-41-
[1931r. Nowy Orlean, Luizjana]
Dlaczego tak właściwie to zrobiłam? - Pytałam samą siebie niemal codziennie. - Dlaczego nie zgłosiłam tego służbom? Dlaczego zamiast to zrobić, poćwiartkowałam ojca i sama zajęłam się znalezieniem sprawcy?
Teraz to ja byłam główną podejrzaną w swych własnych oczach. Dlaczego? Bo mi się to podobało. Podobało mi się uczucie, gdy ostry nóż kroił i tak martwe już ciało. To straszne. Straszne i obrzydliwe. Nie mogłam pogodzić się z faktem, że faktycznie tak myślałam. Że czerpałam z tego jakiś rodzaj radości, szczęścia. Było to czymś więcej niż chorym spostrzeganiem sprawy, to nie byłam wtedy ja.
Szłam spokojnymi ulicami miasta. Spokojnymi, gdyż godzina była zdecydowanie za późna na opuszczanie domu. Każdy już dawno spał, a bynajmniej większość.
Przysłuchiwałam się szumowi liści, powodowanemu poprzez silny wiatr. Pozwalałam by me ciało marzło, mimo szczypania które wywoływało te cholerne zimno. Nie byłam ani trochę ubrana stosownie do pogody.
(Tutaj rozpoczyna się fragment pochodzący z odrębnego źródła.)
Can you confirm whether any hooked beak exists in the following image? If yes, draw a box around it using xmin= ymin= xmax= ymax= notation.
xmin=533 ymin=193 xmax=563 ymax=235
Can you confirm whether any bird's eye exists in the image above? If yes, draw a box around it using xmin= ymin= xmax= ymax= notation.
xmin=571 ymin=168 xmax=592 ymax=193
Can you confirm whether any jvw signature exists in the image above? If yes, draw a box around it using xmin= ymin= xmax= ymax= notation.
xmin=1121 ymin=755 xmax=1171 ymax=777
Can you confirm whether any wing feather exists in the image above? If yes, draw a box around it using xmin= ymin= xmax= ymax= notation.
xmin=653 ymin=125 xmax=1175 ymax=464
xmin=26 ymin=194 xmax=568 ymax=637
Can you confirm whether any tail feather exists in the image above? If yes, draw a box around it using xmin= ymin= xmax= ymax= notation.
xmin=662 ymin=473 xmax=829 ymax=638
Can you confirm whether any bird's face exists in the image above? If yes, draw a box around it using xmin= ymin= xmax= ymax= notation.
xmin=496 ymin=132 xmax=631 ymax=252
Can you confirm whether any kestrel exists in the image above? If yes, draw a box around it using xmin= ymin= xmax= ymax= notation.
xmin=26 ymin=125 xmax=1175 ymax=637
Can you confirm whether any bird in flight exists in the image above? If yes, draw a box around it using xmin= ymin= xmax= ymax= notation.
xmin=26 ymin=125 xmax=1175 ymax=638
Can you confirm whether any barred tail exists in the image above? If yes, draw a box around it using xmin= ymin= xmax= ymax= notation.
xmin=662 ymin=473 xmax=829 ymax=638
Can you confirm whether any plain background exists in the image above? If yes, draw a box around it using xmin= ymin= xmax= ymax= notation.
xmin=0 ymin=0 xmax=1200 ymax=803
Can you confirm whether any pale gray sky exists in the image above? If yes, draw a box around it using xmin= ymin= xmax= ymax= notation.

- Co samotna panna robi o tak późnej godzinie na ulicach miasta? - Spytał głos zza mnie, znajomy mi aż za dobrze.
Chwilę później znajome dłonie zarzuciły na mnie płaszcz, a Alastor zjawił się ku mojemu boku w tempie błyskawicznym.
Nie odpowiedziałam mu słowem, ignorując jego obecność. Z mojego punktu widzenia, byłam tam sama. W okół mnie nie było absolutnie nikogo.
Szedł ze mną przez dłuższy czas, oczekując odpowiedzi, której nigdy nie dostanie.
- [Y/N] - Przemówił. - Uciekanie od propozycji nie jest czymś, co można by wziąć za dorosłą i odpowiedzialną decyzję.
Wciąż milczałam.
- Jestem pewny, że dasz radę to zrobić. W dodatku spójrz, będzie ci to na rękę. Twój sekret zostanie ze mną bezpieczny, a ja dołożę wszelkich starań, by znaleźć sprawcę zbrodni. To wszystko tylko za tak małą rzecz, jaką jest bycie moim alibi.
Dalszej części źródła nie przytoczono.